Mathias Dzon : « Le départ de Sassou en 2016 n’est pas négociable »

Propos recueillis par Jean Paul Tédga

 

Pour le chef de file de l’opposition congolaise, Mathias Dzon, le départ en août 2016 de Denis Sassou Nguesso est irrévocable.

 

AFRIQUEDUCATION : Votre présence en France a coïncidé avec les festivités qui ont marqué les 70 ans de la première dame du Congo, Antoinette Sassou Nguesso, à Saint-Tropez, la ville des milliardaires. En tant qu’ami de la famille Sassou, y aviez-vous été convié ? Si oui, comment était la fête ?

Mathias Dzon : Dire que je suis l’ami de la famille Sassou, je ne sais pas si c’est perçu ainsi. Mais sur l’événement dont vous parlez, moi aussi, j’ai entendu qu’elle est venue fêter ses 70 ans ici. Je n’ai pas été convié et je ne pouvais pas l’être.

 

Pourquoi ?

Depuis que j’ai quitté le gouvernement en 2002, j’ai perdu tout contact avec cette famille. Parce que nos relations étaient fondées sur ma participation au gouvernement de transition, après la guerre.

 

Vous niez et démentez vos relations avec la famille Sassou chaque fois qu’on vous en parle. Comment se fait-il que vous traîniez ainsi la réputation d’être l’ami de la famille Sassou ?

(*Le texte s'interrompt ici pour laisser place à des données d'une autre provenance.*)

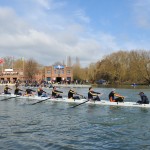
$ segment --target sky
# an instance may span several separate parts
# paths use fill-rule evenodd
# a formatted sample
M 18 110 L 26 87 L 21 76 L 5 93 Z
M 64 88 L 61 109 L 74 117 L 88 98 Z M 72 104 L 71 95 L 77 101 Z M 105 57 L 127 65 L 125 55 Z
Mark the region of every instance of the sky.
M 0 58 L 87 67 L 119 50 L 150 50 L 150 0 L 0 0 Z

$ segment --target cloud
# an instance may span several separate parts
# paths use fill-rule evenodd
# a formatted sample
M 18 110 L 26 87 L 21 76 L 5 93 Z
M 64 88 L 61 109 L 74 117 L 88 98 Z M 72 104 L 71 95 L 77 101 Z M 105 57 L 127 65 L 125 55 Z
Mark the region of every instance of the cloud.
M 13 7 L 0 7 L 1 56 L 32 57 L 43 65 L 71 56 L 87 66 L 119 49 L 115 36 L 87 29 L 90 18 L 81 9 L 70 16 L 56 11 L 66 3 L 32 0 L 29 5 L 33 9 L 22 6 L 22 15 Z
M 139 27 L 150 28 L 150 1 L 149 0 L 136 0 L 134 3 L 134 17 Z

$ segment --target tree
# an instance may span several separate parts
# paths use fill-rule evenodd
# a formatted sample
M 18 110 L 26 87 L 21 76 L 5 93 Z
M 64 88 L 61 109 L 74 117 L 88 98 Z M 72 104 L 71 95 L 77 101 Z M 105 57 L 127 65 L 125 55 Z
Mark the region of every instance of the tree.
M 35 74 L 38 71 L 38 65 L 39 64 L 32 58 L 30 58 L 29 60 L 27 60 L 25 62 L 25 70 L 24 71 L 25 71 L 25 77 L 27 79 L 29 79 L 31 81 L 34 79 Z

Les gens qui ne comprennent pas, continuent de parler ainsi. Et même par fois de manière malicieuse pour nuire à mon image.

 

Vous voulez dire que vous n’êtes pas un ancien du PCT ?

Non, je n’ai jamais été au PCT. J’ai toujours combattu ce parti même quand j’étais dans le mouvement étudiant en France. J’ai toujours refusé d’y adhérer même quand on me le demandait. J’ai toujours été opposé au totalitarisme d’où qu’il vienne.

 

Vous dites que nous n’aviez jamais été membre du PCT. Très bien. Votre présence dans le gouvernement de Sassou après son coup d’état militaire d’octobre 1997 se justifie comment ?

En 1991, il s’est tenu dans notre pays une grande rencontre, la Conférence nationale souveraine (CNS), qui avait ouvert la voie à la pluralité politique. Dans ce cadre, avec mes amis politiques de la Fédération des étudiants de l’Afrique noire francophone (FEANF) et de l’Association des étudiants congolais en France (AEC), et bien d’autres patriotes, nous avions créé un parti politique pour participer à ce mouvement-là : l’UPRN (Union patriotique pour le renouveau national). Ainsi pour la défense de la démocratie qui venait de naître en 1991, notre parti a fait partie de deux alliances, les FDU (Forces démocratiques unies) et l’URD-FDU (Union pour la République et la démocratie), l’URD était dirigée par Bernard Kolelas et les FDU dont le PCT était membre. Ces alliances sont nées à la suite d’une crise politique qui est sur venue à l’Assemblée nationale après le vote de la motion de censure contre le premier gouvernement de Pascal Lissouba dirigé par Stéphane Bongho Nouara.

 

Vous affichez clairement votre opposition au régime et à la personne de Denis Sassou Nguesso. Selon vous, être opposant aujourd’hui au régime de Brazzaville, c’est quoi ?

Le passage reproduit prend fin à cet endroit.